First, we define our setup, such as the servo mappings, calibration positions, min/max ranges, our control keys, and the STEP size in degrees for each control command. We also define our parameters for our requested angle (in degrees) to target PWM signal up time (in milliseconds) calculation.

Therefore, our required up time (in milliseconds) can be calculated as OFFSET + (degrees*DEG2MS). Finally, we define the SERVOD command line and servo IDLE timeout to initialize the ServoBlaster user daemon. Within initialize (), we use os.system() to start the servod daemon, as we did before.

In order to detect key presses, we call the main() function of the script from curses.wrapper(), allowing term to control the terminal input and output. We use term.nodelay(1) so that when we do check for any key presses (using term.getch()), execution will continue normally. We use term.addstr(text) to show the user the control keys and then update the display via term.refresh(). The remaining script checks the terminal for key presses and the result assigned to c. If no key was pressed, then term.getch() returns -1; otherwise, the ASCII equivalent value is returned, and we can check for it in each of the dictionaries we defined for control keys. We will use KEY_MORE and KEY_LESS to change the servo positions, and KEY_CMD (c or x) to allow us to set all the servos to their calibrated position or to exit cleanly.
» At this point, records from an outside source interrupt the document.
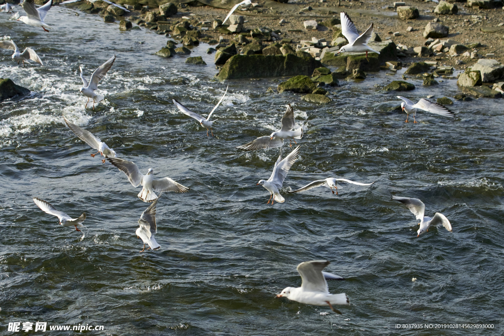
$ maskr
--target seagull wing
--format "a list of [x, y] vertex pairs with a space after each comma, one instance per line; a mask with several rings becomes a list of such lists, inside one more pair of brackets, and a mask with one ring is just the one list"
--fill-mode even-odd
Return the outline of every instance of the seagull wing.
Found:
[[287, 106], [287, 110], [282, 117], [282, 128], [280, 130], [284, 132], [290, 130], [296, 125], [294, 121], [294, 110], [289, 104]]
[[289, 192], [294, 193], [306, 191], [306, 190], [308, 190], [310, 189], [313, 189], [313, 188], [317, 188], [317, 187], [320, 187], [321, 185], [324, 185], [327, 183], [327, 181], [326, 180], [317, 180], [317, 181], [313, 181], [311, 183], [306, 184], [302, 188], [299, 188], [297, 190], [294, 190], [293, 191], [289, 191]]
[[63, 116], [63, 119], [65, 119], [65, 122], [67, 123], [68, 128], [70, 128], [70, 130], [74, 132], [74, 133], [79, 137], [79, 139], [90, 146], [91, 148], [94, 148], [97, 151], [99, 150], [100, 143], [101, 142], [100, 139], [93, 135], [93, 133], [89, 131], [86, 130], [84, 128], [79, 127], [67, 119], [64, 115]]
[[425, 98], [420, 99], [413, 107], [430, 112], [431, 113], [444, 115], [445, 117], [453, 118], [455, 116], [455, 113], [447, 108], [444, 105], [441, 105], [439, 103], [430, 101]]
[[203, 119], [203, 120], [205, 120], [205, 118], [201, 116], [198, 113], [194, 113], [191, 110], [188, 109], [187, 107], [186, 107], [184, 105], [182, 105], [181, 104], [177, 102], [175, 99], [173, 99], [173, 104], [174, 104], [175, 106], [177, 107], [177, 108], [180, 110], [180, 112], [181, 112], [184, 114], [185, 114], [186, 115], [188, 115], [191, 118], [194, 118], [198, 121], [201, 120], [202, 119]]
[[327, 282], [322, 274], [322, 270], [331, 263], [328, 260], [304, 261], [297, 265], [297, 272], [302, 282], [301, 288], [306, 292], [329, 293]]
[[[226, 91], [224, 92], [224, 94], [222, 95], [222, 97], [221, 97], [220, 100], [219, 101], [219, 102], [217, 103], [217, 104], [216, 105], [215, 105], [213, 109], [212, 109], [211, 111], [210, 111], [210, 114], [208, 115], [208, 116], [207, 117], [207, 120], [210, 120], [210, 116], [212, 115], [212, 113], [214, 113], [214, 111], [215, 111], [215, 109], [217, 108], [217, 106], [218, 106], [219, 105], [220, 105], [221, 102], [222, 101], [222, 99], [224, 99], [224, 96], [226, 95], [226, 93], [227, 92], [227, 89], [229, 88], [229, 86], [228, 85], [227, 87], [226, 88]], [[178, 106], [177, 106], [177, 107], [178, 107]]]
[[114, 60], [115, 60], [115, 55], [111, 57], [108, 60], [94, 71], [91, 75], [91, 79], [89, 80], [89, 89], [93, 91], [98, 89], [98, 83], [107, 74], [107, 72], [112, 68], [112, 64], [114, 63]]
[[450, 223], [448, 219], [443, 214], [436, 213], [430, 220], [430, 225], [434, 226], [443, 225], [445, 229], [450, 232], [452, 232], [452, 224]]
[[348, 43], [352, 44], [359, 38], [355, 25], [346, 13], [340, 13], [340, 18], [341, 19], [341, 33], [348, 40]]
[[271, 176], [268, 180], [270, 182], [273, 182], [278, 189], [282, 187], [284, 180], [287, 176], [287, 173], [289, 172], [290, 167], [297, 160], [297, 156], [299, 154], [299, 146], [297, 146], [283, 160], [281, 160], [281, 156], [278, 156], [277, 162], [275, 164], [273, 172], [271, 173]]
[[165, 177], [159, 180], [152, 180], [152, 187], [158, 192], [175, 191], [175, 192], [187, 192], [189, 188], [173, 181], [169, 177]]
[[134, 187], [138, 187], [142, 183], [144, 175], [140, 172], [138, 166], [135, 162], [119, 158], [107, 158], [107, 160], [126, 174]]
[[405, 205], [411, 212], [411, 213], [415, 215], [417, 219], [420, 221], [423, 219], [423, 215], [425, 212], [425, 205], [418, 198], [393, 196], [392, 199], [398, 200]]

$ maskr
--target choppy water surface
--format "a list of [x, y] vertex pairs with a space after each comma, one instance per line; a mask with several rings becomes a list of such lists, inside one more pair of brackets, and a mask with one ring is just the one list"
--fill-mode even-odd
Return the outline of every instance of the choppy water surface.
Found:
[[[193, 55], [208, 65], [186, 65], [152, 54], [164, 36], [121, 33], [76, 13], [53, 8], [48, 33], [0, 13], [2, 35], [34, 48], [45, 65], [23, 68], [0, 50], [0, 77], [33, 92], [0, 103], [1, 333], [9, 321], [37, 320], [101, 324], [113, 335], [388, 334], [396, 323], [502, 320], [501, 100], [456, 101], [455, 120], [419, 113], [419, 123], [406, 124], [400, 101], [374, 86], [391, 80], [383, 73], [343, 81], [322, 106], [266, 93], [278, 80], [231, 82], [207, 137], [171, 100], [206, 115], [223, 93], [208, 46]], [[79, 65], [89, 78], [113, 54], [99, 87], [105, 100], [85, 110]], [[414, 83], [403, 94], [412, 100], [457, 93], [455, 81]], [[272, 207], [256, 183], [269, 177], [278, 150], [235, 147], [275, 129], [289, 103], [305, 136], [286, 201]], [[142, 172], [191, 188], [158, 203], [160, 250], [138, 253], [135, 231], [148, 204], [122, 172], [90, 156], [61, 113]], [[335, 176], [376, 183], [344, 185], [337, 196], [285, 192]], [[443, 213], [453, 232], [417, 238], [418, 221], [392, 194], [422, 199], [426, 215]], [[36, 196], [74, 217], [85, 212], [83, 239], [42, 213]], [[274, 298], [300, 285], [296, 265], [314, 259], [332, 260], [327, 270], [347, 279], [329, 284], [350, 299], [342, 316]], [[447, 332], [463, 332], [409, 331]]]

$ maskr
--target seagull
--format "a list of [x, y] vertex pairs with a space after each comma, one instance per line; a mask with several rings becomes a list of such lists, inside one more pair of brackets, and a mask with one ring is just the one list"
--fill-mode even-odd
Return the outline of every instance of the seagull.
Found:
[[227, 16], [226, 17], [226, 18], [224, 19], [224, 21], [222, 22], [222, 24], [223, 25], [227, 19], [229, 18], [229, 17], [231, 16], [231, 15], [233, 14], [233, 12], [236, 10], [236, 9], [238, 8], [238, 6], [246, 7], [247, 6], [249, 6], [251, 3], [252, 2], [250, 1], [250, 0], [243, 0], [241, 3], [235, 5], [233, 6], [233, 8], [231, 9], [231, 10], [229, 11], [229, 13], [227, 14]]
[[[86, 103], [84, 108], [87, 107], [88, 103], [89, 102], [89, 98], [93, 99], [93, 110], [94, 109], [95, 103], [99, 102], [103, 99], [104, 97], [103, 96], [97, 95], [94, 93], [94, 91], [98, 89], [98, 83], [105, 77], [105, 75], [107, 74], [107, 72], [112, 68], [112, 64], [114, 63], [114, 60], [115, 60], [115, 55], [112, 56], [108, 60], [98, 66], [98, 69], [95, 70], [94, 72], [93, 73], [93, 75], [91, 75], [89, 83], [88, 83], [87, 81], [84, 78], [84, 75], [82, 72], [82, 66], [79, 67], [79, 70], [81, 71], [81, 79], [82, 80], [82, 83], [84, 84], [84, 86], [79, 89], [79, 91], [80, 92], [82, 92], [82, 94], [84, 96], [88, 97], [88, 101]], [[98, 102], [95, 101], [96, 100]]]
[[405, 122], [408, 122], [408, 117], [410, 114], [412, 114], [413, 123], [418, 123], [416, 119], [415, 119], [415, 114], [416, 114], [418, 110], [426, 111], [431, 113], [444, 115], [445, 117], [451, 118], [455, 116], [455, 114], [447, 108], [445, 105], [441, 105], [439, 103], [430, 101], [425, 98], [421, 98], [418, 103], [414, 104], [412, 101], [404, 97], [397, 96], [397, 98], [404, 101], [401, 103], [401, 108], [408, 115], [406, 116], [406, 121]]
[[143, 175], [135, 162], [119, 158], [107, 158], [107, 160], [126, 174], [134, 187], [136, 188], [140, 185], [143, 186], [138, 194], [138, 197], [144, 202], [152, 202], [157, 198], [154, 191], [187, 192], [189, 191], [188, 188], [177, 183], [169, 177], [154, 179], [152, 176], [154, 173], [154, 169], [152, 168], [149, 169], [147, 175]]
[[[290, 147], [292, 147], [292, 140], [296, 145], [295, 139], [300, 139], [303, 137], [303, 127], [291, 130], [296, 125], [294, 120], [294, 110], [290, 104], [287, 105], [287, 110], [282, 117], [282, 128], [276, 130], [269, 136], [260, 137], [254, 141], [239, 146], [236, 148], [244, 151], [255, 151], [265, 148], [276, 148], [283, 145], [284, 139], [290, 140]], [[292, 140], [291, 140], [292, 139]]]
[[[68, 128], [70, 128], [70, 130], [74, 132], [74, 133], [77, 136], [79, 139], [90, 146], [92, 148], [94, 148], [98, 151], [95, 154], [91, 154], [91, 156], [93, 158], [98, 153], [100, 153], [102, 156], [104, 156], [105, 158], [115, 157], [115, 152], [114, 151], [114, 150], [110, 148], [105, 143], [102, 143], [100, 139], [93, 135], [92, 133], [79, 127], [67, 119], [64, 115], [63, 116], [63, 119], [65, 119], [65, 122], [67, 123]], [[101, 163], [105, 163], [105, 159], [101, 160]]]
[[145, 249], [146, 244], [149, 245], [148, 250], [152, 248], [156, 250], [161, 247], [161, 245], [156, 241], [154, 235], [157, 233], [157, 229], [156, 227], [156, 205], [157, 204], [158, 199], [162, 194], [162, 193], [159, 194], [159, 197], [156, 198], [154, 201], [149, 206], [149, 208], [142, 213], [140, 219], [138, 220], [138, 224], [140, 227], [137, 229], [137, 237], [141, 238], [144, 242], [144, 248], [140, 251], [141, 253]]
[[350, 305], [348, 297], [344, 293], [331, 294], [327, 286], [325, 277], [327, 275], [336, 277], [337, 280], [344, 280], [341, 277], [322, 270], [331, 263], [328, 260], [316, 260], [304, 261], [297, 265], [297, 272], [302, 281], [300, 287], [287, 287], [277, 295], [276, 297], [286, 297], [289, 300], [314, 306], [329, 306], [331, 310], [341, 314], [341, 312], [333, 307], [333, 304]]
[[210, 116], [211, 116], [212, 113], [214, 113], [214, 111], [215, 111], [215, 109], [217, 108], [217, 106], [218, 106], [220, 104], [221, 102], [222, 101], [222, 99], [224, 99], [224, 96], [226, 95], [226, 93], [227, 92], [227, 89], [229, 87], [229, 86], [228, 85], [227, 88], [226, 88], [226, 91], [224, 92], [224, 94], [222, 95], [222, 97], [221, 97], [220, 100], [219, 100], [219, 102], [217, 103], [217, 104], [214, 107], [214, 108], [212, 109], [212, 111], [210, 111], [210, 113], [208, 114], [208, 116], [207, 117], [206, 119], [205, 119], [204, 118], [203, 118], [203, 117], [201, 116], [198, 113], [195, 113], [192, 111], [191, 111], [190, 110], [187, 109], [187, 107], [182, 105], [175, 99], [173, 99], [173, 104], [175, 104], [175, 106], [177, 107], [177, 108], [180, 110], [180, 112], [181, 112], [182, 113], [188, 115], [190, 117], [192, 118], [194, 118], [197, 120], [198, 120], [198, 122], [199, 122], [202, 126], [203, 126], [204, 127], [206, 127], [207, 128], [207, 137], [208, 136], [208, 128], [210, 127], [210, 133], [212, 133], [212, 136], [213, 137], [214, 132], [212, 130], [212, 124], [213, 124], [214, 122], [215, 121], [215, 120], [216, 120], [217, 119], [216, 119], [215, 120], [212, 120], [211, 121]]
[[[91, 3], [92, 4], [94, 4], [95, 3], [96, 3], [98, 1], [98, 0], [87, 0], [87, 1], [88, 3]], [[59, 3], [59, 5], [66, 5], [67, 4], [72, 4], [73, 3], [77, 3], [77, 2], [78, 2], [79, 1], [82, 1], [82, 0], [67, 0], [67, 1], [64, 1], [62, 3]], [[114, 4], [111, 1], [109, 1], [108, 0], [101, 0], [101, 1], [103, 1], [103, 2], [107, 3], [107, 4], [109, 4], [110, 5], [112, 5], [115, 6], [116, 7], [118, 7], [119, 8], [120, 8], [123, 11], [125, 11], [126, 12], [129, 12], [129, 11], [128, 11], [127, 9], [126, 9], [125, 8], [124, 8], [122, 6], [120, 6], [118, 5], [117, 5], [117, 4]]]
[[417, 231], [418, 237], [420, 235], [424, 232], [428, 232], [429, 228], [431, 226], [437, 226], [443, 225], [445, 228], [450, 232], [452, 232], [452, 224], [450, 221], [444, 215], [439, 213], [436, 213], [434, 215], [434, 217], [424, 217], [423, 214], [425, 212], [425, 205], [418, 198], [410, 198], [408, 197], [399, 197], [398, 196], [393, 196], [392, 199], [398, 200], [401, 203], [406, 205], [406, 207], [410, 210], [411, 213], [415, 215], [417, 219], [419, 219], [421, 222], [418, 223], [420, 228]]
[[333, 188], [334, 188], [336, 190], [336, 194], [338, 194], [338, 187], [341, 187], [338, 183], [338, 181], [341, 182], [346, 182], [349, 183], [352, 183], [353, 184], [357, 184], [357, 185], [371, 185], [374, 182], [371, 182], [370, 183], [361, 183], [358, 182], [354, 182], [353, 181], [350, 181], [350, 180], [347, 180], [346, 178], [335, 178], [334, 177], [328, 177], [325, 180], [317, 180], [317, 181], [313, 181], [311, 183], [308, 183], [306, 184], [302, 188], [300, 188], [297, 190], [294, 190], [293, 191], [288, 191], [291, 193], [293, 193], [294, 192], [301, 192], [301, 191], [305, 191], [306, 190], [309, 190], [310, 189], [313, 189], [313, 188], [317, 188], [317, 187], [320, 187], [321, 185], [324, 185], [325, 187], [327, 187], [331, 189], [331, 191], [334, 193], [334, 190], [333, 190]]
[[[256, 184], [256, 185], [260, 184], [262, 185], [270, 192], [270, 199], [268, 200], [268, 203], [266, 204], [269, 204], [270, 200], [271, 200], [271, 205], [273, 205], [273, 200], [280, 203], [285, 201], [285, 198], [280, 194], [278, 189], [282, 188], [282, 185], [283, 184], [284, 180], [285, 179], [285, 177], [287, 176], [287, 173], [297, 160], [297, 155], [299, 154], [299, 146], [297, 146], [283, 160], [282, 160], [282, 155], [279, 155], [277, 162], [275, 163], [273, 172], [271, 173], [270, 178], [267, 181], [261, 180]], [[272, 197], [273, 197], [273, 199], [271, 199]]]
[[52, 0], [49, 0], [45, 5], [37, 9], [35, 7], [35, 0], [24, 0], [22, 6], [27, 16], [22, 16], [16, 21], [22, 21], [27, 25], [34, 27], [41, 27], [45, 31], [48, 32], [45, 28], [52, 27], [45, 24], [44, 20], [47, 15], [47, 11], [51, 9], [52, 6]]
[[82, 232], [77, 228], [77, 226], [84, 227], [82, 222], [86, 219], [86, 214], [83, 214], [78, 218], [71, 218], [70, 216], [62, 211], [56, 210], [52, 205], [43, 199], [35, 197], [33, 198], [33, 201], [45, 213], [55, 216], [59, 218], [59, 225], [61, 226], [75, 226], [76, 230], [80, 232]]
[[346, 37], [349, 43], [344, 45], [340, 49], [336, 54], [340, 52], [366, 52], [366, 59], [369, 61], [367, 58], [367, 52], [376, 52], [380, 54], [379, 51], [371, 49], [367, 45], [367, 42], [371, 38], [371, 34], [373, 32], [373, 23], [362, 34], [359, 35], [355, 28], [355, 25], [348, 16], [348, 14], [342, 12], [340, 13], [341, 19], [341, 32], [343, 36]]
[[22, 61], [23, 66], [25, 66], [25, 61], [29, 62], [29, 60], [30, 59], [37, 62], [41, 65], [44, 65], [42, 62], [42, 60], [40, 59], [40, 57], [38, 56], [38, 55], [35, 52], [35, 50], [31, 48], [25, 48], [25, 50], [23, 52], [20, 52], [19, 49], [18, 49], [18, 46], [16, 45], [16, 43], [9, 40], [0, 41], [0, 48], [10, 49], [11, 50], [14, 50], [14, 53], [12, 54], [12, 59], [14, 60], [18, 61], [18, 64], [19, 64], [19, 61]]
Finally, we display any useful debugging information (if DEBUG is set to True) using term.addstr(), and ensure that it is displayed at (1,0) in the terminal (one line down from the top).

For normal control, the position of the servos will be controlled using the updateServo() function, which adjusts the current position (stored in the POS array) by the required change (either +STEP or -STEP). We ensure the new position is within the MAX/MIN limits defined, and report if we've hit them. The servo is then instructed to move to the required position using setServo(), specifying the needed PWM up time in micro seconds.

The last function, calibrate(), called when C is pressed, simply sets each of the servos to the angle defined in the CAL array (using setServo()) and ensures that the current position is kept up to date.